You are hilariously hostile here, I don't get it. si_errno is the second field in the struct after si_signo, saying "si_errno etc." is obviously in reference to the rest of the fields in the structure...

krilovsky · on Aug 25, 2024

> You are hilariously hostile here, I don't get it.

I apologise if it came out hostile. That was not my intention. I was in a bit of hurry when I made the edit, and I just trying to expand my comment in response to your edit, and explain that non-I/O and non-disk SIGBUS errors sometimes look exactly like disk and filesystem errors that return EIO (not just signum being SIGBUS, but also si_code being set to BUS_ADRERR, etc.), so looking at the siginfo_t fields alone wouldn't be enough to diambiguate.

Then there's the address field, which can be probably be used in combination with parsing /proc/self/maps, but my point in that comment was that the information on the manpage alone wouldn't have helped people trying to implement a handler correctly.

In any case, I already described a scenario where crashing would be the wrong thing to do IMO, which you seemed to ignore. Even in scenarios where crashing is reasonable, I'm sure there's a solution for every edge case that I would bring up, but I never said that it was impossible, so I'm not sure why asking me to list every possible edge case is relevant when my point was just that there are edge cases, and that you'd need to consider them (and they would be different for different apps), thus making an implementation not trivial. That doesn't mean that it's necessarily difficult, just that it might be a more complex solution when compared to dealing with a failing VFS operation.

As it seems that we've reached an impasse, I'll just say that simplicity depends on the context and is sometimes a matter of personal taste. I don't have anything against mmap, and I was only trying to argue that there's a trade-off, but you are of course free to disagree and use mmap everywhere if that works for you.

I don't think I have anything more to add to what I already said, and I'm sorry again if you felt personally attacked, or that I had something against mmap and trying to spread FUD.
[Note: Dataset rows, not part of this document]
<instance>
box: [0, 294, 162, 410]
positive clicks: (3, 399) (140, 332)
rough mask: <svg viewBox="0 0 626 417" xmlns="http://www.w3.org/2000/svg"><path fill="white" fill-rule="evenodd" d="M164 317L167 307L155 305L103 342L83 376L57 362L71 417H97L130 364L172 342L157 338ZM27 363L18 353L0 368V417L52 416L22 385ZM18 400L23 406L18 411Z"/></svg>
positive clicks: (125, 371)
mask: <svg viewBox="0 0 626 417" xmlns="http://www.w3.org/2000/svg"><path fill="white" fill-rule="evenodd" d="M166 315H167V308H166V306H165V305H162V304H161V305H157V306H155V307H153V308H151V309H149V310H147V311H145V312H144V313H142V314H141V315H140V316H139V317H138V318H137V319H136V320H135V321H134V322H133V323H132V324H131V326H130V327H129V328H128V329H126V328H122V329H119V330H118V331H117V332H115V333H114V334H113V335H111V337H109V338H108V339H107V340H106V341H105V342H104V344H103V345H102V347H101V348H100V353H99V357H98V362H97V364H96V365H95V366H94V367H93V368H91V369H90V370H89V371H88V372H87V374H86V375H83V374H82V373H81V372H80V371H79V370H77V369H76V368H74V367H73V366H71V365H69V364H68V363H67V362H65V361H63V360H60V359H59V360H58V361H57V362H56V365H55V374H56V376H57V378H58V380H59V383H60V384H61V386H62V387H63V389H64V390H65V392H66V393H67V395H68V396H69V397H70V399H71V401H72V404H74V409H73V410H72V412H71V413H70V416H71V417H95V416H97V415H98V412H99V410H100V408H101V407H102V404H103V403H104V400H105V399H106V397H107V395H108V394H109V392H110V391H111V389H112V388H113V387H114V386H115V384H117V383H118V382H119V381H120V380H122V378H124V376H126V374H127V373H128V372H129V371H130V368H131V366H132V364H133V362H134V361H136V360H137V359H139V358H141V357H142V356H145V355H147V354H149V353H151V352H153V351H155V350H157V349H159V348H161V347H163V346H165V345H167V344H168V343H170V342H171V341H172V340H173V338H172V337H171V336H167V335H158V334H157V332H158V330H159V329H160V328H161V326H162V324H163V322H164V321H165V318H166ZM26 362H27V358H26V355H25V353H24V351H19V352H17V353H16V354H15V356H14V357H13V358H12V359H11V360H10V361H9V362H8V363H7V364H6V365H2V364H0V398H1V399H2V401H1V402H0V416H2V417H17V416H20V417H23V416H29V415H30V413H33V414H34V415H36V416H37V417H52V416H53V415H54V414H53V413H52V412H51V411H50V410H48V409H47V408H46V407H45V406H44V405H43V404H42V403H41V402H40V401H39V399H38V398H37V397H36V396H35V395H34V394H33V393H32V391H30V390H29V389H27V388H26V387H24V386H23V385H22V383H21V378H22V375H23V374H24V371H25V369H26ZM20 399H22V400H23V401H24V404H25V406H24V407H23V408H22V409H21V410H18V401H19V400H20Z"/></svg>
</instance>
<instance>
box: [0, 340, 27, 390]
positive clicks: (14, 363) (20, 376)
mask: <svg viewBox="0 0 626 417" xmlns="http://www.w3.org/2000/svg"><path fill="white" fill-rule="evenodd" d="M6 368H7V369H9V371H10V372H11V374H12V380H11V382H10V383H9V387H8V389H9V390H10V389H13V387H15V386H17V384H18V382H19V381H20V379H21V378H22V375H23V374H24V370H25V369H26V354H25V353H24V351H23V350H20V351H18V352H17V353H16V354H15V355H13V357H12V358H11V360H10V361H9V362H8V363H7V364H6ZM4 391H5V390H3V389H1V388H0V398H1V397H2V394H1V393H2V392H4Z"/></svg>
jcalvinowens · on Aug 25, 2024

> but most Linux systems are servers, which generally aren't deployed in a single disk configuration.

You are incorrect about that: most Linux servers in the world have one disk. Most servers are not storage servers.

> I didn't say anything about difficulty. I only said that it wasn't trivial as you made it out to be

...and I demonstrated by counterexample that you're wrong, it is trivial. If you think I'm missing some detail, you are free to explain it. You're just handwaving.

> First you claimed that I invented an ambiguity that doesn't exist, and that SIGBUS causes can be identifiable if I just read the sigaction(7) manpage. Now you say that there is an ambiguity, but that it can be resolved using the address, so which is it?

Both, obviously? If you only look at signo there's an "ambiguity", but with the rest of siginfo_t the "ambiguity" ceases to exist. There is no case where you cannot unambiguously handle -EIO in a mmap via SIGBUS.

You claimed that you could only use SIGBUS with mmap if you were sure there were no other sources of SIGBUS. Quoting you directly:

> So yeah, if you know that apart from the disk (or filesystem, at any rate) your hardware is in order, and that the only reason for SIGBUS could be a failed I/O through a memory mapped file, and you know that all of the code in your process is well behaved, writing a SIGBUS handler that terminates the process with a message indicating an mmap I/O error might be reasonable

That statement is completely wrong: you can always tell whether it came from the mmap or something else, by looking at the siginfo_t fields.

> and by that I meant that terminating it with an abort() wouldn't cause side-effects due to e.g. atexit() handlers not running

Any system that breaks if atexit() handlers don't run is fundamentally broken by design. There are a dozen reasons the process can die without running those.

> All I did say was that it isn't trivial to deal with errors

Yes, and that statement is wrong. Most of the time it is trivial, because you just call abort(). There is no possibly simpler error handling than printing a message and calling abort(). For 95% of the workloads running across the world on Linux, that is entirely sufficient.

It is very unusual to try to recover from I/O error, and most programmers who try are really shooting themselves in the foot without realizing it.

You're free to disagree obviously, but I'm directly refuting the points you're making. Calling it a "strawman" make you look really really silly.